Penance. This word, too often, makes us shudder. If we find it normal to hear it at the time of Lent, it generally disturbs us the rest of the year. However penance opens the way to our salvation. No one reaches Heaven without having atoned for their sins. If we are reluctant to do penance, it is probably because we think that it is addressed to elite souls who, enjoying exceptional graces, have endured many sacrifices and torments.

However, penance is within the reach of everyone without exception. Depriving ourselves of the excess of food in a meal, mortifying our curiosity, our senses, especially the tongue, do not kill the body but discipline it. We can also give up some superficial items or objects that, in the end, clutter us up and that would be much more useful to others who cannot acquire them. These small practices repeated regularly, when they are carried out in a true spirit of penance, bear many fruits.

If we get into the habit, when the cross comes into our life (whether we want it or not, it always happens) we will be able to bear it in a Christian way. Without this, we will not be able to do it and we will rebel against it. But the cross can either save us or lose us. Like the thieves surrounding Jesus on Calvary, one is saved by accepting his torture, the other is lost by rejecting it.

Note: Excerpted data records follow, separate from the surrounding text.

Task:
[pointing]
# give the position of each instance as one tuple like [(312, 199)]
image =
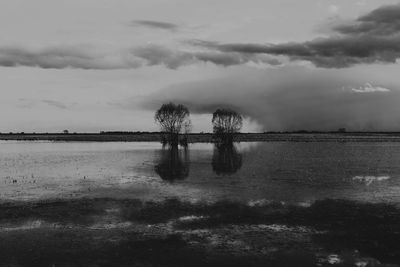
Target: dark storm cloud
[(155, 24), (372, 38), (382, 21)]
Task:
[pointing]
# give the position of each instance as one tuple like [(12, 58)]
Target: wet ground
[(253, 204), (106, 232)]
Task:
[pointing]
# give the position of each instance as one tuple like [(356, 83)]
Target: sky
[(93, 65)]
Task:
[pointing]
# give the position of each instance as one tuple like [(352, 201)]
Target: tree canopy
[(172, 118), (226, 121)]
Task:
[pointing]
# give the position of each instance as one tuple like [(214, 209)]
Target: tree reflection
[(173, 163), (226, 159)]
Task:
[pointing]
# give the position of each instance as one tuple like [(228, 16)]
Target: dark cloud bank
[(292, 99), (372, 38), (155, 24)]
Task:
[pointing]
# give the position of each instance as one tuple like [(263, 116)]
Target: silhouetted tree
[(173, 163), (226, 123), (172, 119), (226, 159)]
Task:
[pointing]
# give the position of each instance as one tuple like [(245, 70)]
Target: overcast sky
[(91, 65)]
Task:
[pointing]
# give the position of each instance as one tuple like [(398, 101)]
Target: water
[(280, 171)]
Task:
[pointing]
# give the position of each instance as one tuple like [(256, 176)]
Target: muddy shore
[(111, 232), (207, 138)]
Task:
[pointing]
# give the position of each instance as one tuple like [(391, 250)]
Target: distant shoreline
[(207, 137)]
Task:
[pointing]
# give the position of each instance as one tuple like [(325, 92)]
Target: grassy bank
[(207, 137)]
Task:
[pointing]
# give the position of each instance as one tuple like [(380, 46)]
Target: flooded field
[(258, 204), (284, 171)]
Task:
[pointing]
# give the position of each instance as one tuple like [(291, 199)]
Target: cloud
[(55, 103), (367, 88), (60, 57), (372, 38), (81, 57), (380, 22), (291, 98), (159, 55), (155, 24)]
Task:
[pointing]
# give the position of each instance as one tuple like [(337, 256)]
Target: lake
[(290, 172)]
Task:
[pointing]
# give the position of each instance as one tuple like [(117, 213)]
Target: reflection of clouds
[(173, 164), (370, 179), (226, 159)]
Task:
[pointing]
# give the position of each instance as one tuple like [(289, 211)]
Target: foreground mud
[(109, 232)]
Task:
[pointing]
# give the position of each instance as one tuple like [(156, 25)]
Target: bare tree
[(226, 123), (172, 119)]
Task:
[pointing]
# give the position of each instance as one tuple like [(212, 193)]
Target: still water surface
[(278, 171)]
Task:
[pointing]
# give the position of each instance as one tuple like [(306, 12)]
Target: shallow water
[(277, 171)]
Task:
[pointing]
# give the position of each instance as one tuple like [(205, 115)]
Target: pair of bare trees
[(175, 119)]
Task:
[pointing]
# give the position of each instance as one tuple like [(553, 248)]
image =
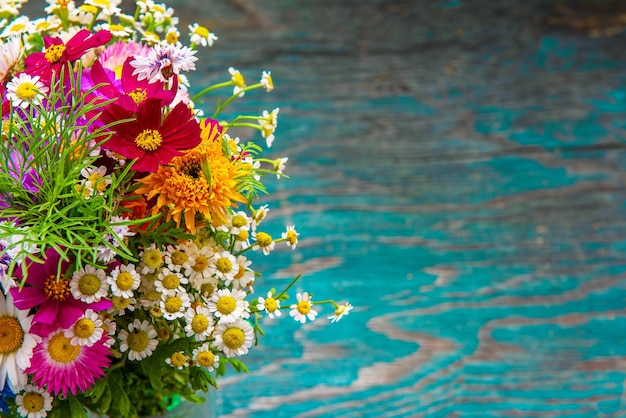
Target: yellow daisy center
[(178, 359), (233, 338), (224, 265), (32, 402), (124, 281), (138, 340), (89, 284), (11, 334), (26, 91), (54, 53), (205, 358), (173, 304), (304, 307), (149, 139), (56, 289), (226, 305), (84, 328), (199, 323), (61, 350)]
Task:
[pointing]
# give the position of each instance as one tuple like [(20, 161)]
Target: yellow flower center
[(26, 91), (149, 140), (239, 221), (173, 304), (56, 289), (54, 53), (199, 323), (84, 328), (205, 358), (32, 402), (233, 338), (226, 304), (201, 31), (137, 340), (11, 335), (171, 281), (89, 284), (271, 305), (178, 359), (61, 350), (124, 281), (304, 307), (152, 258), (138, 95), (224, 265), (201, 263), (264, 239)]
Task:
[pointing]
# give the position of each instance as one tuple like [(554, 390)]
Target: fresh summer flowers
[(129, 220)]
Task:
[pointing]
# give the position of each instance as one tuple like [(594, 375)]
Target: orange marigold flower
[(183, 189)]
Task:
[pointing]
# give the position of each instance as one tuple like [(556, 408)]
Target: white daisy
[(234, 339), (303, 309), (89, 284), (124, 280), (16, 343), (33, 402), (23, 89), (140, 340), (87, 330), (269, 305), (229, 305), (340, 311), (291, 237), (199, 323), (204, 357), (238, 80)]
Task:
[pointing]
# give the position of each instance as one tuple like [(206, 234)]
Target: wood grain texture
[(457, 173)]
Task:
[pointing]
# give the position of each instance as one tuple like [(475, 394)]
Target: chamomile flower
[(200, 35), (234, 339), (266, 81), (229, 305), (178, 360), (89, 284), (291, 237), (199, 323), (23, 89), (340, 311), (264, 241), (33, 402), (203, 356), (87, 330), (140, 340), (303, 310), (269, 305), (239, 82), (124, 280)]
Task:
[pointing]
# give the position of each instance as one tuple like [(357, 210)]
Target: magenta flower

Doing penance is justice because we are all sinners, all guilty of iniquities before God. It is therefore normal to offer some sacrifices for our salvation. “Let he who is without sin cast the first stone at this woman,” our Lord once said. Conversely, could we not say: “Let he who is without sin dispense with doing penance?” This is well worth our reflection and examination of conscience!

(Extracts from the advice of Sr. Marie du Sacré Cœur Bernaud in the book “Month of the Sacred Heart of 1891” published by the Visitation of Bourg en Bresse.)